As soon as 2020, there will be more than a billion people over 60, and by mid-century the 60-plus demographic will outnumber those under 14. This is a demographic structure that was unimaginable a half-century ago, and the United States and the rest of the world cannot afford the presumed dependence and disability model for a 65-year-old. It may have been reasonable in 1880 or the 1960s when Medicare was created, but, as the Ryan budget argues, it is not in the 21st century.

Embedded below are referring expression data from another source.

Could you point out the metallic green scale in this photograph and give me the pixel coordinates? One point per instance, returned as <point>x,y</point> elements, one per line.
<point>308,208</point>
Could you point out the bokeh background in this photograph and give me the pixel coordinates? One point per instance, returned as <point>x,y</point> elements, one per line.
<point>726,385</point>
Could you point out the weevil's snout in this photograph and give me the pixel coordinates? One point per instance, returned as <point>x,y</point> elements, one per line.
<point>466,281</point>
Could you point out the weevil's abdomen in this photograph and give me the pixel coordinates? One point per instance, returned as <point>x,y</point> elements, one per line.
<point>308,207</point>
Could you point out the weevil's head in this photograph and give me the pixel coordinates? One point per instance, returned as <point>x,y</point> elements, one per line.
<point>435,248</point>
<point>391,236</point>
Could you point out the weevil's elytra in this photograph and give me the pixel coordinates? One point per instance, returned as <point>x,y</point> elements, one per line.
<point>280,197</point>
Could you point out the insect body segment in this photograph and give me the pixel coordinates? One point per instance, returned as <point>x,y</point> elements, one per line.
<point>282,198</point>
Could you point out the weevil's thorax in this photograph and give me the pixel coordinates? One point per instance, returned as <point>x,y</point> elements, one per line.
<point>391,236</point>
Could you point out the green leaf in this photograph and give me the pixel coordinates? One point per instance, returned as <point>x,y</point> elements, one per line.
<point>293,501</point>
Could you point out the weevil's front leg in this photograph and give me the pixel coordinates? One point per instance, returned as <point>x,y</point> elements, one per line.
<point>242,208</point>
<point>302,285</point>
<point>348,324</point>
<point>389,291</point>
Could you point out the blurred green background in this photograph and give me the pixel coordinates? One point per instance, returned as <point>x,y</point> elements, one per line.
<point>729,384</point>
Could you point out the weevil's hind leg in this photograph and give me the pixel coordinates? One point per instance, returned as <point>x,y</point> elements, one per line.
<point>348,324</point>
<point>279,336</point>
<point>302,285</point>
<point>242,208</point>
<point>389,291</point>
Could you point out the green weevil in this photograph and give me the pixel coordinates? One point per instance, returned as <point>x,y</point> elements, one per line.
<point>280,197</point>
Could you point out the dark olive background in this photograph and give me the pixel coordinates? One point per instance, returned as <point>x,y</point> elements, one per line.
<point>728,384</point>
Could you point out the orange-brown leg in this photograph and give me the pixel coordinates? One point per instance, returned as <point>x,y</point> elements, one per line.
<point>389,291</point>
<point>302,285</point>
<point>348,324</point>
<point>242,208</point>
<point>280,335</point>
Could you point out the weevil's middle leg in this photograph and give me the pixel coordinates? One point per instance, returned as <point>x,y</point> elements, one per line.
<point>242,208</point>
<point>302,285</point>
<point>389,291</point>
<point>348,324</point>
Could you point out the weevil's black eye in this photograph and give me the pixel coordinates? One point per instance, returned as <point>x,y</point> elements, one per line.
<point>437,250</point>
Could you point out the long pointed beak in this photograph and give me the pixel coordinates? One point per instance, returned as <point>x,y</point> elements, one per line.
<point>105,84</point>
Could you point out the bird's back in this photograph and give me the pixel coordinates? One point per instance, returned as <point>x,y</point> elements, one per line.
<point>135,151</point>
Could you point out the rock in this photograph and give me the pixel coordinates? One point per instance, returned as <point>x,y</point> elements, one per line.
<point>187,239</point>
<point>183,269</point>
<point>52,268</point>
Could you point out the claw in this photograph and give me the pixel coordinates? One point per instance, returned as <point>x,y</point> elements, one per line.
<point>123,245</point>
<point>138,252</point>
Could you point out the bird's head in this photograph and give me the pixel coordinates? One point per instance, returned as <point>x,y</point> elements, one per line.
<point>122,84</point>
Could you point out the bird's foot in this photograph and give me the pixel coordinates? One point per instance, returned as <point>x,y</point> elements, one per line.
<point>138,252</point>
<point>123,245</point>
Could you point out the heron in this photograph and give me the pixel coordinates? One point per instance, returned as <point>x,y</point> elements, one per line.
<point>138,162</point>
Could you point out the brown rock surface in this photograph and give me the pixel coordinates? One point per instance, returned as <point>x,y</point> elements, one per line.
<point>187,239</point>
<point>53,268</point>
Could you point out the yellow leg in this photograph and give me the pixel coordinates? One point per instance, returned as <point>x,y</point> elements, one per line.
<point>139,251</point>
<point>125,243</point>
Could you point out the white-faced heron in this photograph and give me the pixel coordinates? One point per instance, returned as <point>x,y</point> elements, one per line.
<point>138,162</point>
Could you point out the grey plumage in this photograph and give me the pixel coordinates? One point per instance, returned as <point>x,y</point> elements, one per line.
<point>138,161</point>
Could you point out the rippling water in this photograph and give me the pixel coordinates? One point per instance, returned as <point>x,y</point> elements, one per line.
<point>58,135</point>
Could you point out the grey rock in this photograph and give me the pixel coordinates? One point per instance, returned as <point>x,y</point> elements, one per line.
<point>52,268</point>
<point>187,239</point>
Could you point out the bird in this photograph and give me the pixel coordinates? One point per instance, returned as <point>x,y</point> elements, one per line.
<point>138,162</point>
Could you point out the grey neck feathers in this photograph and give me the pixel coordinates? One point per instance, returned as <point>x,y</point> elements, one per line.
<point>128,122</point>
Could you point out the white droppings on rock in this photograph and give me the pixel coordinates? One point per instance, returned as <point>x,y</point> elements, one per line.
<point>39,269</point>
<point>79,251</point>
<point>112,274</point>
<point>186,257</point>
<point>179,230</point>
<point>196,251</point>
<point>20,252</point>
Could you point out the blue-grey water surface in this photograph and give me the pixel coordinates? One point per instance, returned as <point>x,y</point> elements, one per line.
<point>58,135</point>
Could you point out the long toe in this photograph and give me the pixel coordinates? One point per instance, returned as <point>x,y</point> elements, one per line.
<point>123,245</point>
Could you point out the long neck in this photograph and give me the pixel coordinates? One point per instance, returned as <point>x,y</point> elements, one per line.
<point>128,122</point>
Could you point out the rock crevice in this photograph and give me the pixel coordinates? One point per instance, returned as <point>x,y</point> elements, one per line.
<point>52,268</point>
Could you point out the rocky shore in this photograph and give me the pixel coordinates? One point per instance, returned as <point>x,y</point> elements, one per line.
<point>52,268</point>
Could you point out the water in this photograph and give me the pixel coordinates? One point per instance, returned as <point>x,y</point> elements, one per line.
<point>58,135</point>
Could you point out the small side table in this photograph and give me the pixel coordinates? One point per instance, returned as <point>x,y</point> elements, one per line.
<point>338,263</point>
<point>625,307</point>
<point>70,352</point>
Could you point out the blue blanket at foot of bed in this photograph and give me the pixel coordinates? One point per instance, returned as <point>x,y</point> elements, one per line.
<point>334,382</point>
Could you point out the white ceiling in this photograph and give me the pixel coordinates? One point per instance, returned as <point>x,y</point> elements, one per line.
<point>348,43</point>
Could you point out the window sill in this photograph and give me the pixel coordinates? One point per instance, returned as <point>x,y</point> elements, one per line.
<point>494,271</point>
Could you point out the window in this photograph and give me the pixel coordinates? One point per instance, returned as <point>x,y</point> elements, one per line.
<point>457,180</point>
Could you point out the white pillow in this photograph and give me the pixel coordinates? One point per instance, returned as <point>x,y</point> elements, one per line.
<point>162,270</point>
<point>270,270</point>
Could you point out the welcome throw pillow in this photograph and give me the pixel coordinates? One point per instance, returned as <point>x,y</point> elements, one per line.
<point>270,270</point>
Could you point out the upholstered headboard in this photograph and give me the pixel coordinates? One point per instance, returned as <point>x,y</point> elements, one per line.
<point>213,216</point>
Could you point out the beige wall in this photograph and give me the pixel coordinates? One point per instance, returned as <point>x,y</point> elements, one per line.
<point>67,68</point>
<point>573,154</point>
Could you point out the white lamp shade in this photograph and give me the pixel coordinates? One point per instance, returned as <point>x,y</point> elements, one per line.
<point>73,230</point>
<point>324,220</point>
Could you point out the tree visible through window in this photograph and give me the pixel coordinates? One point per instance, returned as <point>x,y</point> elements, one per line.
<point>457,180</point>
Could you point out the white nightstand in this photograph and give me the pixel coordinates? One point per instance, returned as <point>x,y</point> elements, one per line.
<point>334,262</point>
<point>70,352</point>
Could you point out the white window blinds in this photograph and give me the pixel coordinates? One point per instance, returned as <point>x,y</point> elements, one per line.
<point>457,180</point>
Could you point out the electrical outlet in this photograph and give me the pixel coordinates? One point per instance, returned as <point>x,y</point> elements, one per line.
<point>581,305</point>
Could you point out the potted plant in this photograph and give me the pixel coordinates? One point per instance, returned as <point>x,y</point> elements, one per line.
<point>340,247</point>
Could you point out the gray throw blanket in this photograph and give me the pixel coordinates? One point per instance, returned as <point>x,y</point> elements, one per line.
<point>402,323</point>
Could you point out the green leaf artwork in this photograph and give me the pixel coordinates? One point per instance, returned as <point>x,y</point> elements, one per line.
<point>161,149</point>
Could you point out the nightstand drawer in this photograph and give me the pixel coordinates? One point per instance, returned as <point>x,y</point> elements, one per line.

For those over 65 in 1880, Bismarck asked: How can we help them? The answer was with social support programs, which would also be good for society, since those "old 65ers" were in their last years and needed and deserved the help. The question to ask today is: How can we enable this massively growing demographic segment of society to remain economically active and socially engaged?

Doing so is good for both the individual and society as a whole. It is in everyone's interest to invest in healthy, active, and productive aging, and it is great for long-term debt issues. But we're only going to get there if we can leave politicking aside and collaborate on a sensible spending plan for the ballooning over-65 population. For admirers and haters of the Ryan budget, we can all at least agree that we want to preserve Medicare and Social Security. And in this pursuit, we must begin by recognizing the extent to which demographics have changed the equation.